Aditya Rianjanu, Eka Nurfani, Tarmizi Taher
Greensusmater20263103
Publication Date (Web): May 25, 2026
Electrospun ZnO nanofiber membranes are promising candidates for photocatalytic water treatment, offering directional charge transport, high surface-to-volume ratio, and self-standing membrane architectures that enable straightforward catalyst retrieval and reuse, a critical advantage over dispersed semiconductor nanoparticle systems where post-treatment recovery remains a major bottleneck. However, the fabrication route fundamentally determines membrane morphology, mechanical integrity, retrievability, and photocatalytic performance. This review classifies electrospinning-based fabrication into three routes: the Ceramic Membrane Route (precursor/polymer blending followed by calcination), the Hierarchical Membrane Route (secondary ZnO growth on electrospun polymer scaffolds), and the Composite Membrane Route (direct electrospinning of pre-synthesized ZnO/polymer dispersions). The Ceramic Membrane Route yields high-crystallinity membranes with up to 100% pollutant degradation but poor mechanical integrity that hinders membrane retrieval.

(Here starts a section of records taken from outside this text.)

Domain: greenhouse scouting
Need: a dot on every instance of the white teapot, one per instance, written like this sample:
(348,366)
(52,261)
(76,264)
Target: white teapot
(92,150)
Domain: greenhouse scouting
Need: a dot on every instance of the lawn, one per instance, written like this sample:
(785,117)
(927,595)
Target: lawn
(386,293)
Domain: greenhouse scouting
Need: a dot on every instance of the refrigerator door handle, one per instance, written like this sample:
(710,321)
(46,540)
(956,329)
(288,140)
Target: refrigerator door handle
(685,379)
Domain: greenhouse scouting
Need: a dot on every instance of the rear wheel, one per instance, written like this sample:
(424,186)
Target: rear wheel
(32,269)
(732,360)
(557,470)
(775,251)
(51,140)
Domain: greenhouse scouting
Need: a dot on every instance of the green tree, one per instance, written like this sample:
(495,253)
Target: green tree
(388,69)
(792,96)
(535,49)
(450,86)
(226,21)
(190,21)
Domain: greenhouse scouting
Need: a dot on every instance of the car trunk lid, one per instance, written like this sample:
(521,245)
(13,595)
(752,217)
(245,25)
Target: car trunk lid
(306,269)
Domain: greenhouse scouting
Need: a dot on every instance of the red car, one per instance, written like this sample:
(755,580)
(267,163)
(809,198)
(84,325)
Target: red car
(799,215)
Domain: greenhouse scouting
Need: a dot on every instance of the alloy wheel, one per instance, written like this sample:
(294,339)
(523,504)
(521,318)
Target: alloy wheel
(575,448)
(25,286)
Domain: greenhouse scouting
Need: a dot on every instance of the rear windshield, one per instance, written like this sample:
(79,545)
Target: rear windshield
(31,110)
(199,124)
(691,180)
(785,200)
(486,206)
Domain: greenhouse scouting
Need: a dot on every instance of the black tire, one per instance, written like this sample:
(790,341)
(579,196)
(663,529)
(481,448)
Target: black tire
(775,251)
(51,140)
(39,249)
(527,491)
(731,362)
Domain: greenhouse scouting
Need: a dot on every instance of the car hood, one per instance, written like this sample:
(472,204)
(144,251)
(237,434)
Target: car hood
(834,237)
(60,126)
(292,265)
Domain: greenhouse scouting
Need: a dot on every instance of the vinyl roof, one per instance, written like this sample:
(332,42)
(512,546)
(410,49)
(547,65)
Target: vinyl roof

The Composite Membrane Route provides single-step fabrication with the best demonstrated reusability (10 cycles at 97–99% retention), 200-fold lower zinc leaching, and excellent mechanical robustness for repeated retrieval and deployment, positioning it as one of the more operationally mature options for near-term deployment. The Hierarchical Membrane Route delivers the highest surface area, the fastest degradation kinetics, and uniquely combines photocatalysis with membrane filtration in a single device, making it a particularly promising long-term direction once its multi-step processing is streamlined and continuous-flow scale-up is realized. This comparative framework guides the selection of fabrication strategy based on membrane retrievability, performance, and development-stage requirements.